News Release

Supreme Court’s “Catch-22” on Government Spying

Share


CNN reports: “The U.S. Supreme Court on Tuesday blocked a lawsuit challenging the federal government’s sweeping electronic eavesdropping on suspected foreign terrorists and spies.

“The 5-4 … majority concluded the plaintiffs — which included attorneys and journalists — lacked ‘standing’ or jurisdiction to proceed, without proof that suspects have been eavesdropped upon. The super secret National Security Agency has in turn refused to disclose specifics, which detractors call ‘Catch-22’ logic.”

SHAHID BUTTAR, [in D.C.][email]
Buttar is executive director of the Bill of Rights Defense Committee, which said in a statement that the court “effectively invites the government to continue spying on law-abiding Americans en masse, renders the judiciary institutionally complicit in constitutional violations, and places the National Security Agency above the law. …

“Having previously prompted threats of a mass resignation by Justice Department officials under the Bush administration, the program was sensibly struck down as unconstitutional by multiple federal courts, only to be reversed on appeal. Today’s decision allows government surveillance to continue in secret, without meaningful checks and balances.

“While five Justices claimed that alternative sources of review are available, their finding buries the court’s head in the sand. For instance, SCOTUS defers to the secret FISA [Foreign Intelligence Surveillance Act] court, which according to the Director of National Intelligence, has previously found parts of the NSA’s program unconstitutional. Yet despite repeated requests, even Congress does not know the details of that judicial decision, let alone whether and how the program has been modified to satisfy constitutional limits.

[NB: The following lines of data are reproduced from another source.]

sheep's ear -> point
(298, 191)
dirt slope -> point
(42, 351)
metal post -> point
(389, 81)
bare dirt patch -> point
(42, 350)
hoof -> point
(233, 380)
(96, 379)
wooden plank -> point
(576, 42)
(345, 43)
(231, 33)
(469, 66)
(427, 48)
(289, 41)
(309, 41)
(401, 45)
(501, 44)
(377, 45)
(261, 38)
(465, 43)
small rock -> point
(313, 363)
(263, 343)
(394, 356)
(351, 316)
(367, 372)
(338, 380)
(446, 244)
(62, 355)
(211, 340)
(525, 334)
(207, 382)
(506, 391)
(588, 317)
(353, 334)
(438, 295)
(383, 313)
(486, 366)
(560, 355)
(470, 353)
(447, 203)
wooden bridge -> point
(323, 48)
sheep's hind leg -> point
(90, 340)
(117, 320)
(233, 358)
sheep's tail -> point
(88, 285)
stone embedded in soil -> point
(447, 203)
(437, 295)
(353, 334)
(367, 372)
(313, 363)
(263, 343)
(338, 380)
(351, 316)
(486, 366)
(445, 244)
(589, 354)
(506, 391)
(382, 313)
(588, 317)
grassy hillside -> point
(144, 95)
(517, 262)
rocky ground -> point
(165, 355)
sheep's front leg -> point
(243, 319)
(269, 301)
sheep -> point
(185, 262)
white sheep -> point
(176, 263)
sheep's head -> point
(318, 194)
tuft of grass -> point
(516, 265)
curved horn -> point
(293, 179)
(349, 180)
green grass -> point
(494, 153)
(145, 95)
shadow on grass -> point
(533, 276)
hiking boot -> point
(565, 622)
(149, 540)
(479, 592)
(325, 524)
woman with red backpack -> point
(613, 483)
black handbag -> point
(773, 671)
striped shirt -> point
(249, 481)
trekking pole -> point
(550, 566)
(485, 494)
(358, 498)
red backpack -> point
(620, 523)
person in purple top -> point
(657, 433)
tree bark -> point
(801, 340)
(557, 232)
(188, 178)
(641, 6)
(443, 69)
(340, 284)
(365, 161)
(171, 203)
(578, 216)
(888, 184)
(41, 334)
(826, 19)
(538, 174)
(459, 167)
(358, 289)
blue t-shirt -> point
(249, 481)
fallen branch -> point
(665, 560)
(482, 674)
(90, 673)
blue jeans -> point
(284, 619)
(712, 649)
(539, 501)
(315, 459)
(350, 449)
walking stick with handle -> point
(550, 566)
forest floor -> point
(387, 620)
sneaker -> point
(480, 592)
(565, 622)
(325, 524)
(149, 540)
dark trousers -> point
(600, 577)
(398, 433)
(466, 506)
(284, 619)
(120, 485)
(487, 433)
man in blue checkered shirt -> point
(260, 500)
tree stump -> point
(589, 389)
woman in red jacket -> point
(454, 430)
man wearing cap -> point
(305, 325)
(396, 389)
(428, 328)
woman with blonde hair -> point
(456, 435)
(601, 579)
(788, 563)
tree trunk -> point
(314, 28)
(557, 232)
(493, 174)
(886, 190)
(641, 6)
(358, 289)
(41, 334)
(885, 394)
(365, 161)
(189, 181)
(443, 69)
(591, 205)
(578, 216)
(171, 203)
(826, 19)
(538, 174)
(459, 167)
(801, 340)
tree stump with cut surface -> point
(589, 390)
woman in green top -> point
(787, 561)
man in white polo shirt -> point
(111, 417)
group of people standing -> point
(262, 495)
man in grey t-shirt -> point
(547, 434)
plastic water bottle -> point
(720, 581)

Buttar just wrote the piece “Clapper v Amnesty: Courts and Congress v Our Constitution,” which states: “Tuesday’s decision by the Supreme Court in Clapper vs Amnesty International reflects judicial formalism at its worst. The decision abandons fundamental rights and the courts’ constitutional mandate, while placing government agencies above the law, so long as they commit their abuses in secret.”